Il critico americano aveva sicuramente visitato Filomeno nel suo studio a New York. Probabilmente la scelta fu favorita dalla particolare condizione del critico di essere stato e di essere artista, e dallo specifico carattere dell’esperienza creativa di Filomeno, lontana dalla pittura in senso stretto. Storr scrive: “Ho iniziato come pittore più di 35 anni fa e non ho mai smesso. Non sono mai diventato un ex pittore. […] So certamente quanto sia difficile fare arte. […] Fare arte mi ha reso un curatore migliore. Resta da vedere se essere un curatore mi ha reso un artista migliore o meno.”

Entrato nello studio di Filomeno avrà visto ordine e disciplina, come si conviene al mestiere di un grande artigiano che ha sviluppato la tecnica del ricamo come nessuno nel nostro tempo, ricollegandosi a una tradizione che nel Novecentk aveva visto operosi Fortunato Depero, Vittorio Zecchin e il grande e dimenticato artista bolognese Francesco Dal Pozzo. L’impegno manuale impone una concentrazione propria del mondo orientale che intende il lavoro come meditazione.

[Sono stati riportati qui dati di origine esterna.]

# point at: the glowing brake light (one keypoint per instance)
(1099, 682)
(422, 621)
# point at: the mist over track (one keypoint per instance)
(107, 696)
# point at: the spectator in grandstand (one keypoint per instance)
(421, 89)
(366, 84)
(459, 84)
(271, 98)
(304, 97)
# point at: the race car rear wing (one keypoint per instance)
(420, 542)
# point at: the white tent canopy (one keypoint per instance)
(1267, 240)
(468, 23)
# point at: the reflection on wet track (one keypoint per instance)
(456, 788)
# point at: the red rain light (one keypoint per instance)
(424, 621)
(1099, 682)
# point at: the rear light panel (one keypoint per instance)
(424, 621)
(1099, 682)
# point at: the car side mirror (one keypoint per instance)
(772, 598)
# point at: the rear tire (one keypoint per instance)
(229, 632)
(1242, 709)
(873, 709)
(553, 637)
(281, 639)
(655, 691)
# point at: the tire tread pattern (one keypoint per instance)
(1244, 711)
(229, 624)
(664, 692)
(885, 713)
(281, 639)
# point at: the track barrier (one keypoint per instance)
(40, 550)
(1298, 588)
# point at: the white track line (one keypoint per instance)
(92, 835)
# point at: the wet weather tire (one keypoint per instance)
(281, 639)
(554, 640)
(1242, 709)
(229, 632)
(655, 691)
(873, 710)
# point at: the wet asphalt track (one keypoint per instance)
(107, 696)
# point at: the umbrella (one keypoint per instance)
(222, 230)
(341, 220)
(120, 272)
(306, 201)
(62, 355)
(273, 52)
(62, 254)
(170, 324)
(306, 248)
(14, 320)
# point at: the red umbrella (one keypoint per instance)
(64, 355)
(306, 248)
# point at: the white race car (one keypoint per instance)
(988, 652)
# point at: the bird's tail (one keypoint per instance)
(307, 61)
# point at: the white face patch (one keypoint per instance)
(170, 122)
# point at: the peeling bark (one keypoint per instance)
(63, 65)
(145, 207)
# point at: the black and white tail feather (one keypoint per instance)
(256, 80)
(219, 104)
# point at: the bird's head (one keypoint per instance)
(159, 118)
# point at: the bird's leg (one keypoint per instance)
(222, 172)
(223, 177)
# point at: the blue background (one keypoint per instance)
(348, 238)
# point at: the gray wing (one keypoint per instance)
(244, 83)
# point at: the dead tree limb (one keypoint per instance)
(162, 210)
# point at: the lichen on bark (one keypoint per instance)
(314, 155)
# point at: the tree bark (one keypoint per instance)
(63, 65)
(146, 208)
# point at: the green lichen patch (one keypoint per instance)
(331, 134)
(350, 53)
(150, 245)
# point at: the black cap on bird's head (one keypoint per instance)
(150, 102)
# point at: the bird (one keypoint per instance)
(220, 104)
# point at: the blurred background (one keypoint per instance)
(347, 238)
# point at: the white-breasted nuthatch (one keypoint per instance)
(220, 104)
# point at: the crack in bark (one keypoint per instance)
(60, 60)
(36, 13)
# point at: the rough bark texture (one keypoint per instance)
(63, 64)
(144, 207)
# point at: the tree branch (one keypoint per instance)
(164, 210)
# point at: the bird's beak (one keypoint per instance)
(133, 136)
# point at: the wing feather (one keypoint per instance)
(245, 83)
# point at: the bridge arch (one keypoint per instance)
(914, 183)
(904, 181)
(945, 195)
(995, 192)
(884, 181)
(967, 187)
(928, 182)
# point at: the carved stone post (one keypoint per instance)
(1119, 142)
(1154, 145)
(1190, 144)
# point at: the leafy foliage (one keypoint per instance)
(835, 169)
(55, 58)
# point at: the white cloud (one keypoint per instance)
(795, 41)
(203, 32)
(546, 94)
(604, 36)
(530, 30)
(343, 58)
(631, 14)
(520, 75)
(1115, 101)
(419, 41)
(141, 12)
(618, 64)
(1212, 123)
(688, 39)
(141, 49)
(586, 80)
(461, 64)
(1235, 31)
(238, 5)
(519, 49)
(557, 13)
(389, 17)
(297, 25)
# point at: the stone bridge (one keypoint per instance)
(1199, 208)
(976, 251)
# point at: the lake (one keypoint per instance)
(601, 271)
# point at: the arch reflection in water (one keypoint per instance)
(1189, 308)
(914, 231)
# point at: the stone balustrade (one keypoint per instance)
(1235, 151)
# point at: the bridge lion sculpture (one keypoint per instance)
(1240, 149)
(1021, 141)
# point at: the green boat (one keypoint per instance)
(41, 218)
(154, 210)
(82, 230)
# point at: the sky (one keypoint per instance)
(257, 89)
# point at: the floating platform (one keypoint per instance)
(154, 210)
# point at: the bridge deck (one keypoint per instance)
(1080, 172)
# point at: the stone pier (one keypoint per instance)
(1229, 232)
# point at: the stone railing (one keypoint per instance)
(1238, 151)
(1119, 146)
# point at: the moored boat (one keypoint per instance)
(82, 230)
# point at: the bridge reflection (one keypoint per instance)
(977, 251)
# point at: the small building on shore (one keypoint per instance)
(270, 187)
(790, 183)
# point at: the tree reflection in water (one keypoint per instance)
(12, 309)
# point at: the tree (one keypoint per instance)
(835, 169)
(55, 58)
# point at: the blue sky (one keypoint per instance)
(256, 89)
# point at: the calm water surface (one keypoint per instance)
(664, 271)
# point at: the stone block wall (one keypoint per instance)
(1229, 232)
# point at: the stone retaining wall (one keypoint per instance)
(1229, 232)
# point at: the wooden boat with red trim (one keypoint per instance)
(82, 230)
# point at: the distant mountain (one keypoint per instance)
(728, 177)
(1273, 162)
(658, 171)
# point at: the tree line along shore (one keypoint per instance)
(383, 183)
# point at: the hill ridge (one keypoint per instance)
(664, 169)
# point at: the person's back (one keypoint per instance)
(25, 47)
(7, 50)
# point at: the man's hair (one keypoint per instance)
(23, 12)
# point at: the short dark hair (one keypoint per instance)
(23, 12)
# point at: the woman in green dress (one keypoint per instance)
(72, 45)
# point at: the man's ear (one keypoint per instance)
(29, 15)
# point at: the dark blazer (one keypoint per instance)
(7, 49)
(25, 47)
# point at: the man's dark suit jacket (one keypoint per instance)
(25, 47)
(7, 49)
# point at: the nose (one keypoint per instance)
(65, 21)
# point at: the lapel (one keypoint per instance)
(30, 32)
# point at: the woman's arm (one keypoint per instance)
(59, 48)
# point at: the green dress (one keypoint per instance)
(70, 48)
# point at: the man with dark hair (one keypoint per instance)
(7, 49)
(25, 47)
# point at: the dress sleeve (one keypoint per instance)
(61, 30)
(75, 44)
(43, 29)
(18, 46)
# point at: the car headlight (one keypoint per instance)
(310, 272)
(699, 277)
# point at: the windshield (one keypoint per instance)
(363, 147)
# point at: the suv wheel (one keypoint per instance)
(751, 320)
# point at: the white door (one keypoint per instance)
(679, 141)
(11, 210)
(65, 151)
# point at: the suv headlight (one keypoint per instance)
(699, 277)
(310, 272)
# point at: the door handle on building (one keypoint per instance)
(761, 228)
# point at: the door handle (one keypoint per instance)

Fui molto colpito dalle opere di Filomeno e gli parlai, nel corso degli anni, proponendogli una mostra che soltanto ora si è realizzata al Mart di Rovereto, nel progetto di documentare non solo ciò che fa rumore ma anche la lenta e laboriosa impresa di chi intende come fine dell’arte la meraviglia. La ricerca di Filomeno si alimenta di contraddizioni : la tecnica, i materiali e i richiami culturali nelle sue opere sono al servizio del soggetto. Lino, seta, onice e cristalli appaiono in lussuoso contrasto, come in Damien Hirst, con l’iconografia macabra in cui ricorrono teschi, scheletri, insetti e parti nascoste del corpo umano. Questi contrasti nelle opere di Filomeno stabiliscono un contrasto tra il timore della catastrofe e la ricerca del piacere.

Secondo Giovanni Bonelli che lo segue in Italia scrive: “Le sue opere, ricamate personalmente, sono metafore di situazioni o ricordi personali e parlano di solitudini, superstizioni, di morte e di paure, attraverso un’iconografia dai rimandi a volte macabri che viene però trasposta in un regno di eleganza e raffinatezza grazie alla incredibile bellezza dei ricami. I suoi referenti sono nell’arte del Nord-Europa (Grunewald, Durer e Bosch) ma anche nelle mitologie giapponesi e nelle maschere tribali africane” Filomeno ha appreso la tecnica del ricamo dalla madre sarta. Si ispira alla pittura classica, di grottesche, talvolta mostruose per creare, con la tradizionale lavorazione del ricamo pannelli che incorporano materiali di lusso come la seta shantung, i cristalli, i fili d’oro. Negli ultimi anni, l’abilità tecnica ed estetica dell’artista nel fondere pittura, ricamo e artigianato ha introdotto un uso esteso di colori e materiali tra cui mussola e denim, nonché una varietà di personaggi che non sono mai stati incorporati in ciascuna tela fatta a mano.

Sulle tele inoltre cuce anche alcune sete raffinate e pezzi di lino grezzo che riflettono la luce in modo differente. Dall’unione delle sete, del lino e dagli intrecci ricamati nascono delle narrazioni. Le strisce orizzontali di tessuto tendono all’astrazione ma fanno anche da contesto alle figure macabre al loro interno. In alcune opere Filomeno applica, sempre attraverso il ricamo, alcuni cristallo Swaroski. I suoi riferimenti figurativi sono principalmente nel Nord Europa, in Bosch e Durer, ma anche nelle mitologie giapponesi e nelle maschere tribali africane. Sente particolarmente vicino Durer per l’affinità tra l’incisione e il ricamo. Per creare le sue tele l’artista utilizza sempre una macchina per cucire Singer a zig zag. La sua arte trasmette “lusso, calma e voluttà”.